M. Wang, discret seigneur d’Aubervilliers

SOCIÉTÉ
DirectLCI
ECONOMIE - Inconnu du grand public, Hsueh Sheng Wang, le PDG d’Eurasia, règne sur les entrepôts de confection d’Aubervilliers. Celui qui a aussi investi dans le port du Havre s’adresse aujourd’hui à un parterre de décideurs français pour vanter les bienfaits du commerce franco-chinois.

Sous les lustres de cristal et les dorures du Bristol à Paris, le très discret monsieur Wang va aujourd’hui s’adresser à des dizaines de chefs d’entreprise, ambassadeurs et hommes politiques, tous membres du Chinese Business Club ou invités par celui-ci. Le président d’Eurasia, son discours, il n’a pas l’intention de l’écrire à l’avance, son message il le connaît par cœur : la France a besoin d’investisseurs chinois, nous dit-il, installé dans son bureau, à Aubervilliers (Seine-Saint-Denis), où les fioritures d’un palace parisien n’ont pas leur place.

Cette ville aux portes de Paris est presque devenu son fief.
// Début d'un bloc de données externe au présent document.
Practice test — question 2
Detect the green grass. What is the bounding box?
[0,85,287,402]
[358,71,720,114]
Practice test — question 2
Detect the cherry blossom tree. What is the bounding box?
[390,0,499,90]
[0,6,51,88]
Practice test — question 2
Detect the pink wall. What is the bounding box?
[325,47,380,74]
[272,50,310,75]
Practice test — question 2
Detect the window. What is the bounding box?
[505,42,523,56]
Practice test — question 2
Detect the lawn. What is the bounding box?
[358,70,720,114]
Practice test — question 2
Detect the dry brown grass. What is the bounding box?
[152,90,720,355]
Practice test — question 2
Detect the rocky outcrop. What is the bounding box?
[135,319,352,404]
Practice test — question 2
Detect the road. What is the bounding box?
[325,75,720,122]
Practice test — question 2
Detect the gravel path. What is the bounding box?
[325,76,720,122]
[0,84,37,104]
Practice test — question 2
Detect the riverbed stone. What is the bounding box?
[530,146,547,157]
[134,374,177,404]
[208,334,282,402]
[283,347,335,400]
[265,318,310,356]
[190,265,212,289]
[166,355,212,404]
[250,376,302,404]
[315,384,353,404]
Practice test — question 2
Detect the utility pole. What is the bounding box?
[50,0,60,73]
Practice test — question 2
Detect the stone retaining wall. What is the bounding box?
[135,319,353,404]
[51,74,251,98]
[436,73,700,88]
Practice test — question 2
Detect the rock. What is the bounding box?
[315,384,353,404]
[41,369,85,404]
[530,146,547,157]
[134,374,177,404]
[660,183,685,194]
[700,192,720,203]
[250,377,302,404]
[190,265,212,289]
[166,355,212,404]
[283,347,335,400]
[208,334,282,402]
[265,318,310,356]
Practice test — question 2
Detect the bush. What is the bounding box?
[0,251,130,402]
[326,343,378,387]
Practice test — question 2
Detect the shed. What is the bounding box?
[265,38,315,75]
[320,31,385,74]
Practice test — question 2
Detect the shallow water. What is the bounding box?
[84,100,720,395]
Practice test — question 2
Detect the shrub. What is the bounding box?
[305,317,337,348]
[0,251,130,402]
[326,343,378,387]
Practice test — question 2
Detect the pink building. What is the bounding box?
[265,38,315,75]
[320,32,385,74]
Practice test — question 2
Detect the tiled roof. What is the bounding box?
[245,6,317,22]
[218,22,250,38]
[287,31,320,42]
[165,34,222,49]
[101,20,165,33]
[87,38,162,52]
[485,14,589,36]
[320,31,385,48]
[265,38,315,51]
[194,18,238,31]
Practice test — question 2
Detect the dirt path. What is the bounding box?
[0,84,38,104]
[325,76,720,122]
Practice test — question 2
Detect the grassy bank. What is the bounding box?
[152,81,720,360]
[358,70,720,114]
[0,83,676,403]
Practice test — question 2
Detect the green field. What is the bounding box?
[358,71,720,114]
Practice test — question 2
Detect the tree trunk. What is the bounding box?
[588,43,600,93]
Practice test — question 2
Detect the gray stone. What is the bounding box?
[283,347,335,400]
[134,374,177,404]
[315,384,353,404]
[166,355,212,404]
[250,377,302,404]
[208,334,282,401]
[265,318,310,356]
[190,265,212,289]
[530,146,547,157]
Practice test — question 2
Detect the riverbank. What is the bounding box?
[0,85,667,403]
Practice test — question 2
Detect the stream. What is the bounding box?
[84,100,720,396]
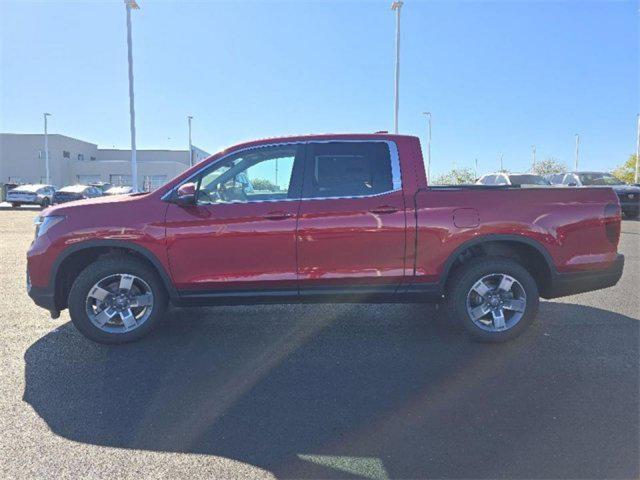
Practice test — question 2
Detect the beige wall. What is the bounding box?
[0,133,208,188]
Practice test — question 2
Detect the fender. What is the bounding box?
[48,240,179,300]
[438,233,557,290]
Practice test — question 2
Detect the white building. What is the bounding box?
[0,133,209,190]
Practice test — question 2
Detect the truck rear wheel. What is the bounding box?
[69,256,167,344]
[447,257,540,342]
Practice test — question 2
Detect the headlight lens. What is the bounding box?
[34,215,64,238]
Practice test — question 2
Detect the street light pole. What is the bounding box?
[42,113,51,185]
[633,113,640,183]
[391,1,404,134]
[187,115,193,167]
[422,112,431,181]
[124,0,140,192]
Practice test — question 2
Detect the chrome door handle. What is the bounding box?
[263,212,293,220]
[371,205,399,215]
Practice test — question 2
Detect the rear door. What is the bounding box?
[297,141,406,296]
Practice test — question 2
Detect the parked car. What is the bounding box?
[476,172,551,187]
[89,182,113,195]
[104,186,133,195]
[53,185,102,204]
[553,172,640,218]
[27,134,624,343]
[7,184,56,208]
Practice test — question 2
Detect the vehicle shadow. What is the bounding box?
[24,302,640,478]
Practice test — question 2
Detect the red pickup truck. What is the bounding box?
[27,133,624,343]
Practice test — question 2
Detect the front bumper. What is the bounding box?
[544,254,624,298]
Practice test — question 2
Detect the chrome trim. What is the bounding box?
[160,139,402,205]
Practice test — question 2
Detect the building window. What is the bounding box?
[142,175,167,192]
[109,175,131,187]
[76,175,100,185]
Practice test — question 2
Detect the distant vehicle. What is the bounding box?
[104,186,133,195]
[552,172,640,218]
[89,182,113,195]
[53,185,102,204]
[27,134,624,343]
[7,184,56,208]
[476,172,551,187]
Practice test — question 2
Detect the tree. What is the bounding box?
[531,158,567,175]
[251,178,280,192]
[613,154,636,183]
[432,168,476,185]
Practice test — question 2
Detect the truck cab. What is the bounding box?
[27,133,624,343]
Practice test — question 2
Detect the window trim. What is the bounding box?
[160,139,402,206]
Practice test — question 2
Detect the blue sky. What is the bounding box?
[0,0,640,178]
Ici, il est à la tête de plus de 400 000 mètres carrés (soit la superficie de 70 terrains de football) de locaux loués à 1 200 sociétés, cumulant 30 millions d’euros de loyers chaque année. Un métier très éloigné de la restauration et du textile où il a fait ses premières armes il y a trente-cinq ans, "car il n’y avait pas assez de business". Le business, il l’a trouvé dans l’importation de produits chinois, ajoutée à l’immobilier.

700 emplois promis

Et outre Aubervilliers, Hsueh Sheng Wang a aussi les yeux rivés sur le Havre. Dans le premier port français, il a acheté en 2011 à la mairie 80 000 mètres carrés d’entrepôts, au nez et à la barbe d’investisseurs bien plus prestigieux. "Notre offre était la meilleure et nous avions l’intention de nous installer dans la durée, à l’inverse d’un précédent repreneur qui n’a rien fait pendant deux ans." De patience, il va falloir faire preuve. Ainsi, nous sommes encore très loin de la création des 700 emplois promis il y a quatre ans. "Nous n’avons pas trop mal avancé mais, vu la conjoncture, moins vite que prévu. Nous en sommes à une vingtaine d’emplois."
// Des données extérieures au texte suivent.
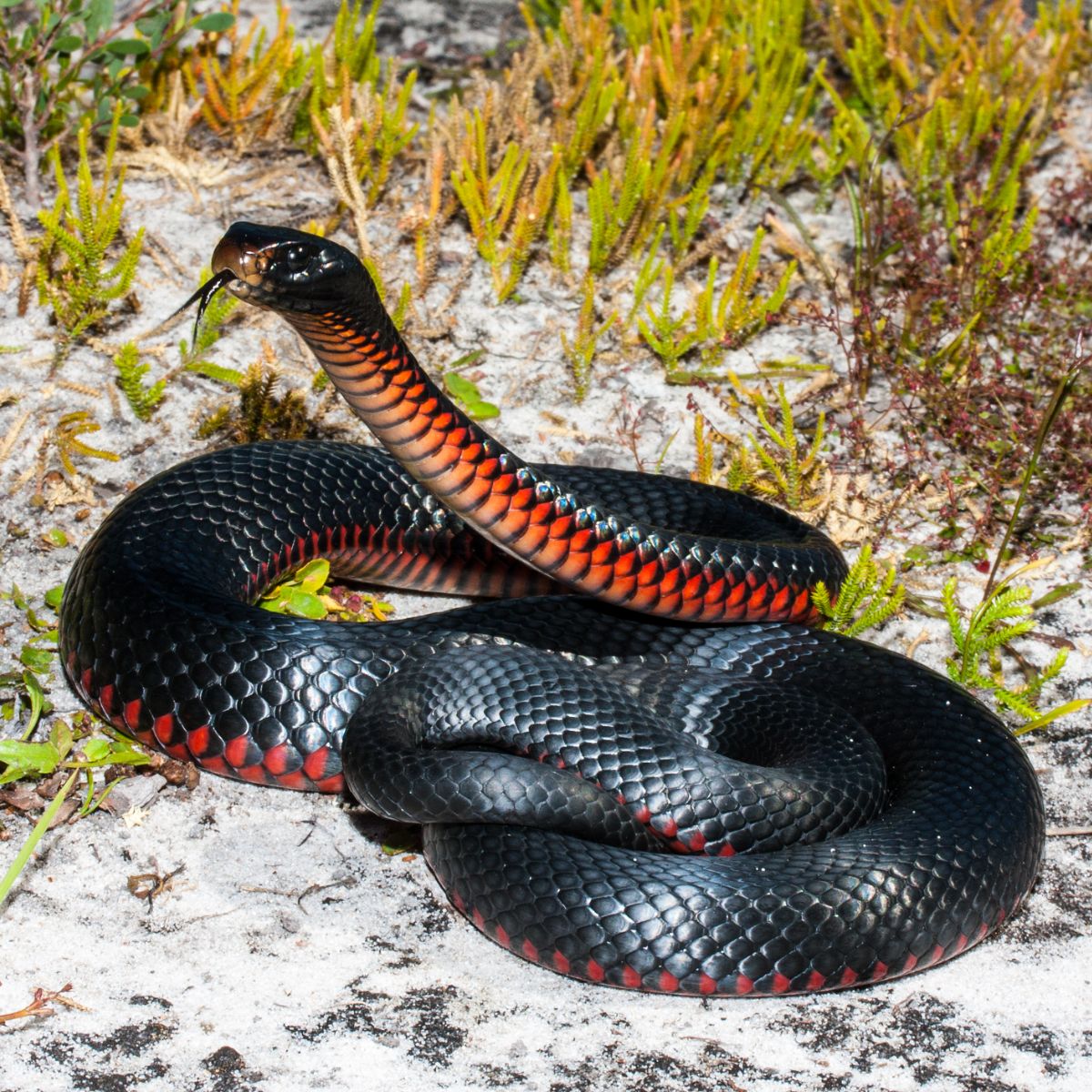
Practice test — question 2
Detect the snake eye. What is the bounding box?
[284,247,307,273]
Au point de regretter cet investissement de 22 millions d’euros ? "Non, cela fait partie des affaires. Il faut laisser les choses se développer doucement. Nous sommes patients, il faut laisser du temps au temps", répond l’entrepreneur, qui travaille six ou sept jours sur sept et seize heures par jour. "Nous sommes au Havre pour longtemps", ajoute-t-il, se souvenant encore des titres alarmistes sur le rachat du port du Havre par un Chinois. Des commentaires qui le laissent de marbre. « On ne peut pas empêcher les gens d’écrire ce qu’ils veulent, notamment les journaux pour être plus lus. Nous n’avons fait que racheter des entrepôts abandonnés pour faciliter les liaisons à l’import-export entre la Chine et la France."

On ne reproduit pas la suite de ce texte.